For what it’s worth, if Duke can’t handle #15 North Carolina at home on March 1, they will match the four-loss streak that ended the ’93-94 season. Perhaps the Blue Devils can take some comfort in the fact that UNC barely escaped Virginia – needing a last-second putback to avoid overtime.

Speaking of upsets – HUGE win for St. Peter’s. Patty Coyle’s team took down Marist, 66-58.

Yes, I’m calling this an upset: Wake Forest got its second ACC win by defeating Miami, 60-59 on freshman Amber Campbell‘s second buzzer-beater of the season.

#19 Stanford traipsed into Corvallis and said, “No, #7 Beavers, thou shalt not take down this Tree and use it as a torch. Cardinal win, 69-58, handing Oregon State their first home loss this season. BTW, missed this tidbit: OSU’s current total of 25 wins in the most in school history.

Just when you think Gary Blair’s got his team figured outMizzou’s Maddie Stock nails a game-winning 3-pointer with 0.1 seconds left to lift the Tigers to a 70-69 win over #12 Texas A&M.

Georgia showed a little more fight, but Tennessee prevailed, 70-59. The loss of Izzy seems to have made the Ledger’s Dave Link a little anxious: Lady Vols seem to be slipping off national stage

Speaking of fight: let’s talk Richmond battling back to take #22 Georgetown into OT. The Spiders ran out of steam, though, and were outscored 14-2 in the extra five. Colonials win, 81-69.

And still speaking of fight – ya, Wisconsin is 8-19, but these last few games they’ve proven to be a tough out. #17 Iowa escapes, 78-74. That’s the 300th career win for coach Bluder.

Glad Debbie wasn’t on hand to call this one:#13 Kentucky was just able to keep ahead of Arkansas, 56-51. 

I’m guessing Maryland got a bit more of a fight than expected from Indiana, but the Terps prevailed, 83-72, earning their 20th straight win as Laurin Mincy scored 28pts, a career high.

Florida State made sure North Carolina State wouldn’t repeat their upset ways. In front of the largest home crowd in four years, it was the Seminoles over the Wolfpack, by 20. Their 26 regular season wins ties the school record. One more game to break it: season finale at Miami.

Both coach Frese and Semrau are on the latest Dishin and Swishin podcast.

In the Sun Belt, Arkansas Little-Rock, Arkansas State and Troy kept rollin’.

So did #2 South Carolina.

So did #4 Notre Dame, who shot a breathtaking 62% against Pittsburgh. Mechelle has a little something on The Jewell:

In our best Marlon Brando voice, we’re going to make you an offer you can’t refuse. Settle into your seats, indulge in some popcorn … and read about the Jewell Loyd movie marathon experience. Hope you don’t mind if the line between film hero and villain is sometimes a little ambiguous.

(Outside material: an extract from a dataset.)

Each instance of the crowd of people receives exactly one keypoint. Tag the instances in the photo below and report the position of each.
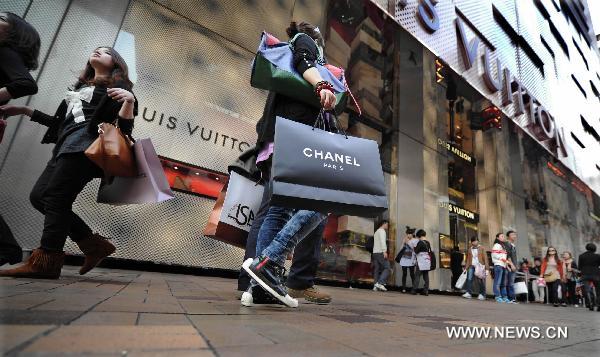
(103, 94)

“‘The Godfather’ is kinda our family movie,” Loyd, the Notre Dame junior guard, said of her parents, older brother and herself. “I like the concept of family, loyalty and getting the job done.”

Then Loyd laughed and added, “Obviously, we’re not going to be beating anyone up or anything.”

Loyd took part in a bit of “reel talk” recently at espnW’s request, as she’s a film, television and theater major at Notre Dame.

Jewell’s coach talks about Fighting Through February.

“February is a grind,” McGraw said before a recent home game at Purcell Pavilion. “You’re ready for the tournaments to begin, you want to see where you’re going to finish and what the seeds are going to look like, but you know you have to get through February to get to March.”

#20 Rutgers’ return to anemic offense and inability to defend doomed them against #25 Northwestern, 80-60. Kinda makes ya wonder, can ya justify C. Vivian Stringer making $1.6M in 2014?

Of note: the Knights’ loss, combined with Minnesota’s loss to Nebraska on Tuesday, means that Ohio State’s 88-70 win over Penn State moves the Buckeyes up into fourth place in the B10 standings. Seems like the Ohio State is not interested in waiting till next year to be good.

You know what’s notable about Tom Keegan’s column, End nearing for Bonnie Henrickson? The thoughtful, informed comments.

Ah, the joys of Senior Night and a reviving program: Making her first start of the season, senior Teneka Whittaker set career highs with 16 points and eight rebounds to help Rhode Island to a 68-53 win over St. Louis. With the victory, Rhode Island has clinched at least a .500 record in conference play for the first time since 2003-04.

Speaking of reviving: Hello, Hawai’i! Big West champs. First time in 21 years. Nice job, third-year coach Beeman.

Not only has #24 Cal inched its way back in to the rankings, but their 74-59 victory over Oregon gave coach Lindsay Gottlieb her 100th win at Cal. She’s the quickest to the milestone in program history.

This is nice news to read on a cold February day: Lauren Hill makes it through full season despite tumor

The Mount St. Joseph’s women’s basketball team held its postseason banquet in a hospital room warmed by Lauren Hill’s smile.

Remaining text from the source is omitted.